Natural penicillin is administered by injection, because if it's swallowed stomach acids destroy the drug before it
reaches the bloodstream. One shot of penicillin these days is more than the entire amount used by Florey's team in
all its clinical trials! About one in 10 people is allergic to penicillin, showing symptoms ranging from minor rashes
to serious breathing difficulties. If you're allergic to penicillin, there are now other antibiotics that can be taken as a
substitute.
Penicillin Production
Florey's team worked under difficult circumstances with a lack of funding and equipment, but ensured penicillin
production grew from the manufacture of a scarce and very impure brown powder to the commercial production of a
purified and powerful antibiotic.
At first penicillin was made using old dairy equipment. Hospital bedpans were used to grow mould. Liquid
containing penicillin was drained from beneath the growing mould and filtered through parachute silk on
bookshelves. But the team needed drug companies to help it produce the large amounts required for test patients.
Companies in Britain were unable to help out on a large scale because of the war, so Howard Florey and Norman
Heatley took a dangerous flight to the United States in a blacked-out plane across the Atlantic.
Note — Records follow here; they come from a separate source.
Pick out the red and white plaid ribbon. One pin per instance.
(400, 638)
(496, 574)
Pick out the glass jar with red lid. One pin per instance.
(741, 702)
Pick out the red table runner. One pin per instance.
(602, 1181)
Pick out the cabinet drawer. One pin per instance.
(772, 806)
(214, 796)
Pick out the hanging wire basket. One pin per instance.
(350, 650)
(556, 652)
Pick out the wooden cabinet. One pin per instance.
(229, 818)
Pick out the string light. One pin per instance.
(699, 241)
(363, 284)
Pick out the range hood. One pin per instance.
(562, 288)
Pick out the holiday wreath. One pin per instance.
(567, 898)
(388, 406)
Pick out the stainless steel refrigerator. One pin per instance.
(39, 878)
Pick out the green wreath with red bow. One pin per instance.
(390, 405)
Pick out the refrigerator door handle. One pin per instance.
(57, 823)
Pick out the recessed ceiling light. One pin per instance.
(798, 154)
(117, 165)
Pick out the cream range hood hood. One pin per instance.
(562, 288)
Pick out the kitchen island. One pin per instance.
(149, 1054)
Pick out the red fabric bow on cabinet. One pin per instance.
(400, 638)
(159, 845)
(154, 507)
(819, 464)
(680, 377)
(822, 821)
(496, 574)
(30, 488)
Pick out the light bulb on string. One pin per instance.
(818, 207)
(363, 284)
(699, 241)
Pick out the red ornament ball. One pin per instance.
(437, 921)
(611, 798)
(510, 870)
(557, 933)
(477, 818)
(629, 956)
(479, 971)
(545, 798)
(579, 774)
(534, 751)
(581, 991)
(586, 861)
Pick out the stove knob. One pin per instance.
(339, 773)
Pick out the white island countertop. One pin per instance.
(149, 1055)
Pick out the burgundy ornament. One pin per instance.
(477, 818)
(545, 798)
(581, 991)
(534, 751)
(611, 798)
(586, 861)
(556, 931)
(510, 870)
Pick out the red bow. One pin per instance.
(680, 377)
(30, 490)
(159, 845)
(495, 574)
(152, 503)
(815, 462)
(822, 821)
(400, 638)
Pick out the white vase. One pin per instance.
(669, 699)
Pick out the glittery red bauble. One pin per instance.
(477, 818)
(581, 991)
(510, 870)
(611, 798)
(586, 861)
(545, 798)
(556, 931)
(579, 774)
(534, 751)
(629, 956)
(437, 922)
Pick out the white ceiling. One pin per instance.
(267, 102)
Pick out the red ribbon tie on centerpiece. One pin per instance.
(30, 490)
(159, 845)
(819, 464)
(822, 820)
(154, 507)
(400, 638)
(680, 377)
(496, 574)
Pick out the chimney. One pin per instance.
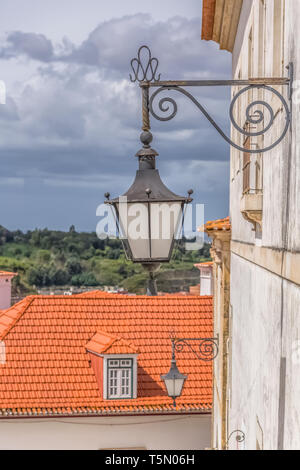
(206, 278)
(5, 289)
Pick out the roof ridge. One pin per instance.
(27, 301)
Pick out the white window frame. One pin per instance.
(107, 367)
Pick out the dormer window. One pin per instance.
(119, 378)
(114, 361)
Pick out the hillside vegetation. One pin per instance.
(45, 258)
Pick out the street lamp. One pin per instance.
(174, 380)
(208, 349)
(149, 216)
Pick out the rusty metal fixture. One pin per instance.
(208, 348)
(145, 72)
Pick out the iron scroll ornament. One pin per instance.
(144, 70)
(208, 347)
(254, 118)
(239, 436)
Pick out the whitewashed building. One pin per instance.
(261, 389)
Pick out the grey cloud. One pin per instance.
(72, 130)
(34, 46)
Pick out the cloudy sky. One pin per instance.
(70, 127)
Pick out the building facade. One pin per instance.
(263, 362)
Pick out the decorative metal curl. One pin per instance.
(144, 70)
(240, 436)
(256, 117)
(208, 347)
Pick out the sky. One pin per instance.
(69, 130)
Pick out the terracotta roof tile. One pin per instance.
(219, 224)
(208, 14)
(6, 273)
(47, 368)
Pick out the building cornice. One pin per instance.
(220, 19)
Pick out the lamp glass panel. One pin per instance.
(165, 220)
(134, 227)
(174, 386)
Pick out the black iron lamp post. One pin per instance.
(208, 349)
(143, 213)
(149, 216)
(174, 380)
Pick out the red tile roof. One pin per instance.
(219, 224)
(202, 265)
(208, 15)
(102, 343)
(6, 273)
(47, 369)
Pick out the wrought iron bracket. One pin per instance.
(208, 348)
(239, 436)
(144, 68)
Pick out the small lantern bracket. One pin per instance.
(207, 348)
(144, 68)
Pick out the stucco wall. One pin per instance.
(265, 383)
(150, 432)
(5, 292)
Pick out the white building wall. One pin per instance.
(190, 432)
(265, 379)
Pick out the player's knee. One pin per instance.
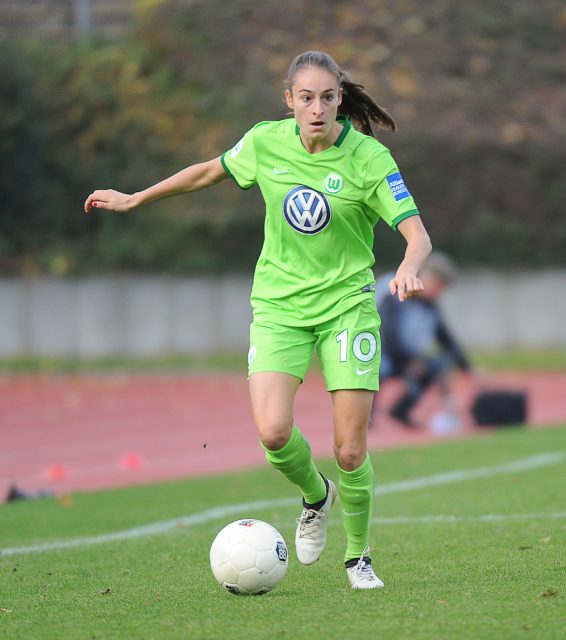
(349, 458)
(274, 434)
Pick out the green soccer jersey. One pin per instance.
(320, 212)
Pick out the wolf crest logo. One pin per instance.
(306, 210)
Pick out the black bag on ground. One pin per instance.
(500, 408)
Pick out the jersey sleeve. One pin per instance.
(386, 190)
(240, 161)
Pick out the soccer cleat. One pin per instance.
(361, 575)
(310, 538)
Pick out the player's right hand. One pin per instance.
(110, 200)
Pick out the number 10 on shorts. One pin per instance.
(364, 346)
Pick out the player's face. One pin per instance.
(314, 98)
The trip was against
the wishes of Ernst Chain, who wanted to first patent their ideas in Britain. This would have made the team very rich
indeed, but it was thought in Britain at the time that patenting medical discoveries was unethical.
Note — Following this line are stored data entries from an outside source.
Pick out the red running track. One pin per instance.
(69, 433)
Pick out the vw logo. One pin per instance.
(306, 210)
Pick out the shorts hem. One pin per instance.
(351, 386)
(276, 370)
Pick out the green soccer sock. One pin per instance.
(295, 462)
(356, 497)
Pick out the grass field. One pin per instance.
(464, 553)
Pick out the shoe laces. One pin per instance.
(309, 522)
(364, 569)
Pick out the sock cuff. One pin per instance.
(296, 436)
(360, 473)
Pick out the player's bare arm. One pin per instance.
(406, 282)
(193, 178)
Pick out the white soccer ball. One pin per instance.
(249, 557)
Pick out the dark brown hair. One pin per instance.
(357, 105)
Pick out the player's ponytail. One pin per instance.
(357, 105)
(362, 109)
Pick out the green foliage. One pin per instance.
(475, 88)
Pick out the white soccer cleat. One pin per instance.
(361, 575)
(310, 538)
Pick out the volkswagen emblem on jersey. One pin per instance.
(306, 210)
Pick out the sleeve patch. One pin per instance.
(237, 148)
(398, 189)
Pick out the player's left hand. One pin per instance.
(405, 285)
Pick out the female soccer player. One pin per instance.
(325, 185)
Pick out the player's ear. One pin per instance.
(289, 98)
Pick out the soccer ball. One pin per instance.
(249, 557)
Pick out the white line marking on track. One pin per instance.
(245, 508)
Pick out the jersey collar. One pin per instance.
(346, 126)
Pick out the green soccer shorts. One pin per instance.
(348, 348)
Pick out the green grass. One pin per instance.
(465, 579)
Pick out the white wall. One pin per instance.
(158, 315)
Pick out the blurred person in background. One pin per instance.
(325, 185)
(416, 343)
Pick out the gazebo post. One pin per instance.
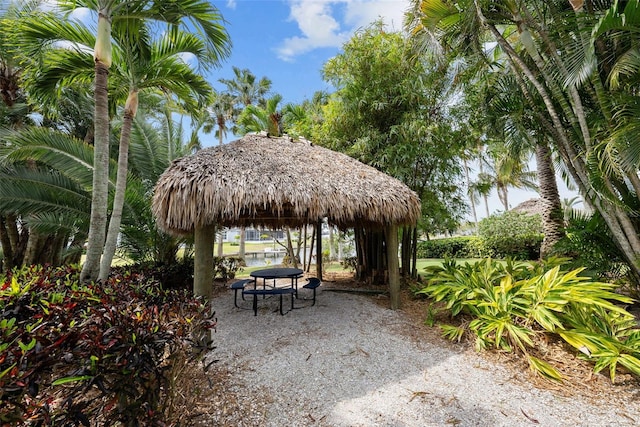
(204, 240)
(319, 249)
(391, 236)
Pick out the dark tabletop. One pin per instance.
(276, 273)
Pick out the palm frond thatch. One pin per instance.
(271, 182)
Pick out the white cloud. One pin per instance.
(329, 23)
(318, 26)
(361, 13)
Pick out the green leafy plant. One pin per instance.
(510, 303)
(71, 352)
(454, 247)
(511, 234)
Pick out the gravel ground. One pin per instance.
(348, 361)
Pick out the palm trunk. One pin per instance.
(552, 218)
(100, 189)
(243, 239)
(111, 242)
(471, 196)
(618, 222)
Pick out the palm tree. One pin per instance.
(246, 89)
(555, 63)
(257, 119)
(210, 44)
(198, 16)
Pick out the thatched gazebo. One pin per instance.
(273, 182)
Florey explained his penicillin-making methods to people in the US, and there happened to be a Department of
Agriculture laboratory looking for a new use for a thick liquid that was a by product from the corn-milling process.
When this liquid was used, 10 times the amount of penicillin was able to be produced than before. Mary Hunt,
known as Mouldy Mary for her enthusiasm in finding new sources of mould, then found mould growing in
cantaloupe (rockmelon) was twice as successful again at producing penicillin.
By late 1943, mass production of the drug had commenced - only four years after the first mouse experiments and in
spite of the war, a sign of Florey's persistence and determination. By the end of the war, many laboratories were
manufacturing the drug, including the Merck, Squibb and Pfizer companies in the US and the Commonwealth
Serum Laboratories in Australia. In fact, Australia was the first country that made the drug available for civilian use.
However, several strains of bacteria became resistant to penicillin after a few years, through mutation of the cells. To
overcome this problem, scientists in the 1950s made artificial penicillin by chemically changing natural penicillin.
Resistant bacteria multiply when non-resistant bacteria die. Hospitals in Australia and around the world are now
seeing the arrival of antibiotic-resistant bacteria due to the overuse of antibiotics, exposing the very young, very old
and very sick people to infections and diseases.